Synopsis: Phantom Files
Let's learn the challenges related to the storage of images in databases.
We'll cover the following
Imagine that a catastrophe strikes your database server. While relocating a rack full of hard drives, the rack tips over and crashes. Fortunately, no one gets hurt, but the massive hard drives shatter. Even the raised floor breaks where they fall. Fortunately, the IT department is prepared: they have made good backups of every important system every day, and they quickly deploy a new server and restore your database.
It doesn’t take long during smoke testing to notice a problem: your application associates graphic images with many database entities, but the images are missing! You call the IT technician immediately.
“We restored the database and verified that it was complete until the last backup,” the technician says. “Where were the images stored?”
You remember now that in this application, images are stored outside the database, and ordinary files are stored on the filesystem. The database stores the path to the image, and the application opens each image file at that path. “The images were stored as files. They were on the /var
filesystem, same as the databases.”
The technician shakes his head. “We don’t back up files on the /var
filesystem unless you specifically tell us to. We backup all databases, of course, but other files on /var
are usually just logs, cache data, or other tmporary files. By default, they don’t get backed up.”

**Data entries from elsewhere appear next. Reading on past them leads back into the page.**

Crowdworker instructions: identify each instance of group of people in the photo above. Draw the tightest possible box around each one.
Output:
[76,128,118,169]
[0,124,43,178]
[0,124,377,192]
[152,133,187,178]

Your heart sinks. There were more than images used in your product catalog database. Most of them probably still exist in other places, but tracking them all down, reformatting them, and generating their thumbnail versions for web searches will take weeks.
Objective: Store images or other bulky media#
Images and other media are used in most applications these days. Sometimes, media are associated with entities stored in the database. For example, we may allow a user to have a portrait or avatar that is displayed when they post a comment. Similarly, in our bugs database, bugs often need a screenshot to illustrate the circumstances of the defect.
The objective described in this chapter is to store images and associate them with database entities, such as user accounts or bugs. When we query these entities from the database, we need the capability to retrieve the associated images in the application.
Legitimate uses of the antipattern#
There are good reasons to store images or other large objects in files outside the database:
- The database is much leaner without images because images tend to be large compared to simple data types like integers and strings.
- Backing up the database is faster, and the result is smaller if images are not included. True, we need to copy images from the filesystem as a separate backup step, but doing this is usually more manageable than backing up a huge database.
- If images are in files external to the database, it’s easier to do ad hoc image previewing or editing. For example, if we need to apply a batch edit to all our images, it’s much better to keep images external to the database.
If these advantages of storing images in files are important and the issues described earlier are not deal-breakers, we can decide that it’s the right thing to do in this project.
Some database brands also support special SQL data types that reference external files more or less transparently. Oracle calls this data type BFILE
, while SQL Server 2008 calls it FILESTREAM
.
It would be best if we plan how our application would use images to know whether the issues described in the Antipattern lesson would affect us. We need to make an informed decision, instead of listening to generalized statements like storing images in external files is always the best solution.